Bupati Tanah Laut H Rahmat Trianto mengatakan, Salat Istisqa merupakan bentuk kesadaran manusia atas keterbatasannya dalam menghadapi fenomena alam.
Di tengah kemarau, doa dan ikhtiar menjadi bagian yang tidak terpisahkan dari upaya menjaga keselamatan masyarakat.
“Sebagai hamba Allah, kita hanya bisa memohon dan mengajak seluruh masyarakat untuk berdoa bersama. Ini salah satu ikhtiar dan usaha kita, karena hanya Allah SWT yang memiliki segalanya, termasuk dalam menurunkan hujan,” ujar Rahmat.
Namun, ikhtiar spiritual tersebut berjalan beriringan dengan langkah mitigasi di lapangan.
Pemkab Tala memastikan perangkat teknis terkait telah disiagakan, terutama pada kawasan yang memiliki tingkat kerawanan tinggi terhadap kebakaran hutan dan lahan (karhutla).
Sejumlah wilayah yang menjadi perhatian antara lain Kecamatan Bati-Bati, Tambang Ulang dan Bumi Makmur. Kesiapsiagaan dilakukan untuk memperkecil potensi meluasnya kebakaran di tengah kondisi cuaca kering.
Di sisi lain, kemarau juga mulai berkelindan dengan persoalan kabut asap yang berpotensi memengaruhi kualitas udara dan kesehatan masyarakat.
Pemkab Tala pun menyiapkan langkah antisipatif agar kelompok rentan, khususnya anak-anak di lingkungan pendidikan, tetap terlindungi.
“Bantuan masker akan segera disalurkan secara merata melalui pihak kecamatan, sekolah-sekolah hingga ke setiap desa untuk mengantisipasi gangguan pernapasan pada warga,” kata H Rahmat.
Selain distribusi masker, pemerintah juga menyiapkan penyesuaian jadwal atau pemberlakuan jam khusus pembelajaran bagi sekolah yang terdampak langsung kabut asap.
Kebijakan tersebut diarahkan untuk mengurangi paparan terhadap siswa maupun tenaga pendidik ketika kualitas udara berada dalam kondisi yang kurang mendukung.
Rangkaian kebijakan itu memperlihatkan bahwa penanganan dampak kemarau tidak berhenti pada respons setelah bencana terjadi.

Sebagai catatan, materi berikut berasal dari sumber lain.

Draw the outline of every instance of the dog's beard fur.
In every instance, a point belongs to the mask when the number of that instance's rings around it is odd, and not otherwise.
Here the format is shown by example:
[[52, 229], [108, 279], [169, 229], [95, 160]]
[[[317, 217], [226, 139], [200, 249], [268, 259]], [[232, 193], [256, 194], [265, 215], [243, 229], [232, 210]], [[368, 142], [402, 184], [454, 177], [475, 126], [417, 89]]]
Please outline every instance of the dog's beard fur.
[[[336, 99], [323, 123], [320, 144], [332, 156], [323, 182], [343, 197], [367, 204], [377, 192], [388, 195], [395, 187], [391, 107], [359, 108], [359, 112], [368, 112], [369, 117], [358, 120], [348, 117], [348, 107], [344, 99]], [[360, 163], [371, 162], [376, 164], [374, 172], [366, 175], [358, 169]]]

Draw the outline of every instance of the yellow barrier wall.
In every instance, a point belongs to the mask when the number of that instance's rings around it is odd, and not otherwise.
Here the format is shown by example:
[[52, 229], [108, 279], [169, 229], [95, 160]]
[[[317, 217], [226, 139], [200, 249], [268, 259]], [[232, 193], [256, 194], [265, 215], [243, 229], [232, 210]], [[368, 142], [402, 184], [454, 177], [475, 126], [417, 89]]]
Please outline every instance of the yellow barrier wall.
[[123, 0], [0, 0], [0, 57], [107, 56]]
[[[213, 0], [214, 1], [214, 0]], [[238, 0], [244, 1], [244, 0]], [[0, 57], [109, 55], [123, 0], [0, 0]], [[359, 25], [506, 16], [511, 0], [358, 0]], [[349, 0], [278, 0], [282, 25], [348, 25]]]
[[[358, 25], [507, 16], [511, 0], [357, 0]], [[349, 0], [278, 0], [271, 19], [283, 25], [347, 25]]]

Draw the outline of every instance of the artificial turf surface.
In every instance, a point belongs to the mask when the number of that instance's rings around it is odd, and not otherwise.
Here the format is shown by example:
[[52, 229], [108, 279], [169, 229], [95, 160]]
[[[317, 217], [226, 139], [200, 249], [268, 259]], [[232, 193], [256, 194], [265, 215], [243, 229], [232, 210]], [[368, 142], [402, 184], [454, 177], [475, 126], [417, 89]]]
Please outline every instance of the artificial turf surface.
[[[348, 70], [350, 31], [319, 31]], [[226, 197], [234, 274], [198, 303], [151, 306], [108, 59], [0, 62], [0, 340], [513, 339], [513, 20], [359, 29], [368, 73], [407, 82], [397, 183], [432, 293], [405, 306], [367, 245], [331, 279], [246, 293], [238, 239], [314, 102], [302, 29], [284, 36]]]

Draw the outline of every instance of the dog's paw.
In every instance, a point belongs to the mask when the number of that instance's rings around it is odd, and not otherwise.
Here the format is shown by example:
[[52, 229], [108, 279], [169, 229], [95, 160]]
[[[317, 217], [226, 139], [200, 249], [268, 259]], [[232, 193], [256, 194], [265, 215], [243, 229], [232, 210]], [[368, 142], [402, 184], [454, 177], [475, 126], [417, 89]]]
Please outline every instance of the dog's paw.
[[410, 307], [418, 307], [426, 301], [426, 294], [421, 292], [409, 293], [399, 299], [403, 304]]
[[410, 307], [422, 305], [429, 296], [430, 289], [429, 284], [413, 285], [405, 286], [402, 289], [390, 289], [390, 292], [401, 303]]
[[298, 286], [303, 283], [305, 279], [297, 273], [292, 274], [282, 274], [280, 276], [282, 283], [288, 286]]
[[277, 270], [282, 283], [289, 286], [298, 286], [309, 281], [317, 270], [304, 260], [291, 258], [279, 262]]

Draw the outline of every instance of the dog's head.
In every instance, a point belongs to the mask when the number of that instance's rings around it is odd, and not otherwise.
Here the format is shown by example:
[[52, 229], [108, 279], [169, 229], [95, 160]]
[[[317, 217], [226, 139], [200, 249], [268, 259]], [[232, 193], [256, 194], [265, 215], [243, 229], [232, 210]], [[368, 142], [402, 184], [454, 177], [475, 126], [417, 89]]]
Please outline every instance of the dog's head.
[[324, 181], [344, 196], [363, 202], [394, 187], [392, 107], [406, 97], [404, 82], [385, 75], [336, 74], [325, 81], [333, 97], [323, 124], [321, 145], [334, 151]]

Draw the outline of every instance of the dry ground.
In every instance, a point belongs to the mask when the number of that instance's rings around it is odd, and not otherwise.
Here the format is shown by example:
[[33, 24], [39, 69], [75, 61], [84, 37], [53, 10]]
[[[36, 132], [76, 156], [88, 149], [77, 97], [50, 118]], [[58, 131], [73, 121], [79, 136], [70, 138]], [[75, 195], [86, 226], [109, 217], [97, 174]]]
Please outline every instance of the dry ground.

Doa menjadi ikhtiar spiritual, sementara kesiapsiagaan dan mitigasi menjadi ikhtiar teknis untuk melindungi masyarakat.
Pemkab Tala berharap kombinasi kedua pendekatan tersebut mampu menekan dampak kemarau, mengantisipasi ancaman karhutla serta meminimalkan risiko kabut asap terhadap kesehatan dan aktivitas masyarakat di Tanah Laut.